Mme Autain a évoqué un autre point, très important : la nécessité d'aller porter plainte. Comme je l'ai dit lors de la discussion générale, le dépôt de plainte constitue une seconde violence pour la personne violée, car il s'agit de raconter, de revivre devant un tiers le traumatisme qu'elle a vécu. Or le fait qu'une personne ayant subi les mêmes agissements de la part d'un même auteur ait le courage de porter plainte, de revivre cette violence, ce traumatisme, peut avoir un effet d'entraînement. Il me semble alors important de permettre aux autres victimes de suivre le mouvement enclenché – rien n'est plus traumatisant que d'en être empêché !
Nous savons tous que la question de la preuve va se poser à un moment ou à un autre. De toute manière, comme l'a dit Mme Autain, ce problème se posera avec la même acuité six mois après les faits ou vingt ou trente ans après ceux-ci, mais la possibilité de porter plainte est très importante car elle permet aux victimes d'obtenir une petite reconnaissance.
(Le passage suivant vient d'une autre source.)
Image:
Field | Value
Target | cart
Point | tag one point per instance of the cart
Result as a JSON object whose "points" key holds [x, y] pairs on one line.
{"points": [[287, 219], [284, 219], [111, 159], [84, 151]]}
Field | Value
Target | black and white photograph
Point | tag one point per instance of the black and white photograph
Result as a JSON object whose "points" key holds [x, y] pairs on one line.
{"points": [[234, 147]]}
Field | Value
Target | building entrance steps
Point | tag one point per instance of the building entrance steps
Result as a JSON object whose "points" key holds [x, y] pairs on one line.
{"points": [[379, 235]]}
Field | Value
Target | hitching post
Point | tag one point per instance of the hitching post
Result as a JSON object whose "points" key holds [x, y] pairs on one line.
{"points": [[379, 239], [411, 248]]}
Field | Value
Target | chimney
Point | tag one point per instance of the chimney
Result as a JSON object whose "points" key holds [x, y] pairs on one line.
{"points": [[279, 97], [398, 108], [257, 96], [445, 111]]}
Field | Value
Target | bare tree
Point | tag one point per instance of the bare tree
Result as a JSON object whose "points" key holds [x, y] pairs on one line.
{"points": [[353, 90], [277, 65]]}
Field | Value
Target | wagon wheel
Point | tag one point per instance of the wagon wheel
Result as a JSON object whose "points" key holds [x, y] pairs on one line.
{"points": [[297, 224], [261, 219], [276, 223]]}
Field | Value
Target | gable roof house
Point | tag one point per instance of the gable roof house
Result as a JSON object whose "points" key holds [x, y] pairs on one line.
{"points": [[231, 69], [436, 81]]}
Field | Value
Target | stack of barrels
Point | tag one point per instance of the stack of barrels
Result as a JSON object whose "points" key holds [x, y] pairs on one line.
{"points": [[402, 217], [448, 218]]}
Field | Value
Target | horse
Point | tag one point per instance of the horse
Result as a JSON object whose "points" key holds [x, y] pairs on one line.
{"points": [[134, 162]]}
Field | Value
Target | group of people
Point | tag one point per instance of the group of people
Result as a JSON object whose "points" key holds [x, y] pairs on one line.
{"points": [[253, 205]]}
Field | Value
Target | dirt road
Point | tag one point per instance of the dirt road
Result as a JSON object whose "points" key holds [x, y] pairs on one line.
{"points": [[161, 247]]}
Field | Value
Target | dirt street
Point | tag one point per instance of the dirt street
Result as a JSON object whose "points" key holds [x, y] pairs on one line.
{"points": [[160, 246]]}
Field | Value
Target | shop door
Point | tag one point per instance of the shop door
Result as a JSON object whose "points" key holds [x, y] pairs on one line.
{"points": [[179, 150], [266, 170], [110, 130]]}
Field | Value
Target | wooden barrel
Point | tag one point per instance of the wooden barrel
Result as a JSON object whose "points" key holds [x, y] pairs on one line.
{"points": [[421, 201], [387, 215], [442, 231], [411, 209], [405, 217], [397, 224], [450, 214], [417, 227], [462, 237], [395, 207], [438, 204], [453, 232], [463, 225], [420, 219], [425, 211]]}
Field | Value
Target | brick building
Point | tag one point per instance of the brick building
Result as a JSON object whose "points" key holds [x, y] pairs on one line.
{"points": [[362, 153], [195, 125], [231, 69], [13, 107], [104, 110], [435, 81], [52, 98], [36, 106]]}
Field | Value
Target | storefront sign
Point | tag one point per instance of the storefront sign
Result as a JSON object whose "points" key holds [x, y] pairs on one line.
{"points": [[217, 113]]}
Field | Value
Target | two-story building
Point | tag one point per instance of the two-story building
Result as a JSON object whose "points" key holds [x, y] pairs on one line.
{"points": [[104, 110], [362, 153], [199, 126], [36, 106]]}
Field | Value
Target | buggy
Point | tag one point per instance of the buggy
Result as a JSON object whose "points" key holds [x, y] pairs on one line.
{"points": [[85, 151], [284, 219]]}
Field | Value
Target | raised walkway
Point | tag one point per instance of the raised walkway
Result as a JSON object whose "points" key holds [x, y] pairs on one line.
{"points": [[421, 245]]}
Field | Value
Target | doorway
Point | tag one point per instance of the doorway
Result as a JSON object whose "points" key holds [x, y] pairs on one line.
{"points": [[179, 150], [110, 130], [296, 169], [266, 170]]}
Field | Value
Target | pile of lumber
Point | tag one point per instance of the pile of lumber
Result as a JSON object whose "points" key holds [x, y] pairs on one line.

Madame la garde des sceaux, si vous ne voulez pas que la prescription soit la même selon que la victime est majeure ou mineure, alors il y a une solution très simple, qui consiste à adopter les amendements que nous examinerons prochainement et qui proposent l'imprescriptibilité des crimes sexuels commis sur des mineurs. La distinction entre majeurs et mineurs sera alors très claire. En effet, nous considérons la pédophilie comme un crime contre l'humanité. Nous aurons l'occasion de le redire.